Advice from MIT’s mentoring program has been useful, say Cannon and Varenhorst. “They make us think very hard about how to make this into a sustainable business,” says Cannon.

Still, entrepreneurship is a “high mortality undertaking,” says MIT’s Mr. Greenblatt. Only 31 percent of new businesses make it to the seven-year mark, according to the US Small Business Administration, a federal agency that aids small businesses. Small startups have even higher failure rates, says Greenblatt – only five to seven percent are still standing after five years.

The startups nurtured by the MIT program seem to fare better. Greenblatt says about 15 percent of startups that come through his program make it to the five-year mark.

Right time to start a business?

A recession isn't necessarily a bad time to start a business, says Greenblatt. “If you're just starting out, you don't need a lot of money. You just need to get your thinking straight.”

Young companies are often Internet-dependent and need little in the way of office space or other facilities. Lingt Language and The Green Bride Guide are both run out of their founders' homes.

And young entrepreneurs have other advantages: few familial or financial responsibilities, for instance. “The worst thing that can happen is that the company can fail, and I go back to school at Yale,” says Rich Littlehale, who is taking a year off from school to work on YouRenew, an Internet business he started with fellow Yale student Bob Casey, that resells or recycles electronic devices as laptops and mp3 players.

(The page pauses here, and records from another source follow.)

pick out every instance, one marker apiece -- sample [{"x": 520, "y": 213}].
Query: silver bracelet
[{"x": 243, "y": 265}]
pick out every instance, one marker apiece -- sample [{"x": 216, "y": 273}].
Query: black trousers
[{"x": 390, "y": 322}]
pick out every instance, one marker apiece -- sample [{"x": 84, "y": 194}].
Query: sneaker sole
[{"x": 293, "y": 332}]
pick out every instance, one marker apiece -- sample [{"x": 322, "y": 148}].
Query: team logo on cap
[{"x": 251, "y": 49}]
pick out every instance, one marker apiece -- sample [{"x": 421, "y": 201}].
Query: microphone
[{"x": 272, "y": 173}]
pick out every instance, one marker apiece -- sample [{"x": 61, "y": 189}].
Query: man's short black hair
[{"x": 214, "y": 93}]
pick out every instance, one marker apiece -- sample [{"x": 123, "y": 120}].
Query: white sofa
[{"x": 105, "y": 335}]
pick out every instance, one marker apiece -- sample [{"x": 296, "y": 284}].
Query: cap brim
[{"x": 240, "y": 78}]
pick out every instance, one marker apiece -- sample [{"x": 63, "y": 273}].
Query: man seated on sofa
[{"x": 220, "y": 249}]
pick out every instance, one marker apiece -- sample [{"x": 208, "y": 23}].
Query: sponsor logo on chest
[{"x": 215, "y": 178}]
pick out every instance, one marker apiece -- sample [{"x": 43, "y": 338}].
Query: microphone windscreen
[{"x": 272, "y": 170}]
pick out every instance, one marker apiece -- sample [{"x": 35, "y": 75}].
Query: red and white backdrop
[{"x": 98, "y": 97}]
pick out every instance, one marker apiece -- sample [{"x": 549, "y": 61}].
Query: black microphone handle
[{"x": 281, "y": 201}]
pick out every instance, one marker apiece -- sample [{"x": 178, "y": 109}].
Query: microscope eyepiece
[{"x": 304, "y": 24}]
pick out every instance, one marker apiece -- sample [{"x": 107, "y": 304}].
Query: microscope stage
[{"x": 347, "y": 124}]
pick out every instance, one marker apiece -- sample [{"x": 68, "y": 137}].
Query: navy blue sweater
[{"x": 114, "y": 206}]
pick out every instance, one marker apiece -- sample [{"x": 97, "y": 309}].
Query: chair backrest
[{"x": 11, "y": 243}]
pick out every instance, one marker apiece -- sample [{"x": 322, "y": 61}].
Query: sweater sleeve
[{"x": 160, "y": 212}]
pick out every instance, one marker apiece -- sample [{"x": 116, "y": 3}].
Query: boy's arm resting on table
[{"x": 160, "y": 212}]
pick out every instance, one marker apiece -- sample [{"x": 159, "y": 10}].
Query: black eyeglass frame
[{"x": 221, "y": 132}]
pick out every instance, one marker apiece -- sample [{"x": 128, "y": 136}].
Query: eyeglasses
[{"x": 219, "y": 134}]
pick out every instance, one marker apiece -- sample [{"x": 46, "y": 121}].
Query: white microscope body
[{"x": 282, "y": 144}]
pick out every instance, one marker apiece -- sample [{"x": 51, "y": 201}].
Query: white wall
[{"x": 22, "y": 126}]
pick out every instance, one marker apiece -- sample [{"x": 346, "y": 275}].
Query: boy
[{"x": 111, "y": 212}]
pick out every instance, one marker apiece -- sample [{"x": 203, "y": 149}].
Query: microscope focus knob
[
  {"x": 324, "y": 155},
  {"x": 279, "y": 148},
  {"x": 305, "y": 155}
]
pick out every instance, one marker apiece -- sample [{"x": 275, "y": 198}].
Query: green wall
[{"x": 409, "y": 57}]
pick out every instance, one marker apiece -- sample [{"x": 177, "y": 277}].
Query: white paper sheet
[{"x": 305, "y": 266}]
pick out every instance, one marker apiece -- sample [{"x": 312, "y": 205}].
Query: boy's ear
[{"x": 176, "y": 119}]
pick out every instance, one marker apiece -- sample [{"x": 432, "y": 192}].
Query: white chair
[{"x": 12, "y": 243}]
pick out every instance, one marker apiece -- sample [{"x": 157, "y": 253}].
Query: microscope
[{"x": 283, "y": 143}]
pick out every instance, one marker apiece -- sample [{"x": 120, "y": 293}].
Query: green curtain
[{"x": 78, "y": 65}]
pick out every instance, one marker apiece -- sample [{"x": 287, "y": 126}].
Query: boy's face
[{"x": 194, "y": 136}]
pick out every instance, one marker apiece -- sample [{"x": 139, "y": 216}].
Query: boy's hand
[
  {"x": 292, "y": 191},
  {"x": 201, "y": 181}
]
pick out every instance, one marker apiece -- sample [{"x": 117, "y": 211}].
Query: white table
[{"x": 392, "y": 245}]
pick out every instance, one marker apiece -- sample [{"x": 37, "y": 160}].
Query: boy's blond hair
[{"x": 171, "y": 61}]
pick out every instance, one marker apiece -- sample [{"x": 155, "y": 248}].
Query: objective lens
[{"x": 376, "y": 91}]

There are even benefits to starting a business in a recession, says Green Bride Guide’s Harrison. For one, a lot of talented people are looking for work. Harrison has taken on two writing interns who might have been snapped up by media companies in plusher times. An unemployed friend built her website as a side project while hunting for an MBA job.

Small businesses that build a strong foundation now will be positioned to take off once the economy recovers. Big companies looking to innovate used to invest in research and development but now they buy small companies, says Dr. Kane of the Kauffman Foundation. “The young students who have that figured out have a huge advantage.”

And the value of entrepreneurial education is not all about successful business, says Michael Morris, president of USASBE and director of the entrepreneurship program at Oklahoma State University. Teaching students to take calculated risks and innovative approaches is good for society, too, he says.

For YouRenew’s Mr. Littlehale, starting a business has also been a way to make a positive impact on society. “The economic situation has encouraged me to look at what I want to do with my life.”

“Four years ago, people were thinking, ‘We'll just go to Wall Street and make a lot of money,’ ” he says. “Now, there's almost no guarantee anywhere, and this is what I'd rather be doing anyway.”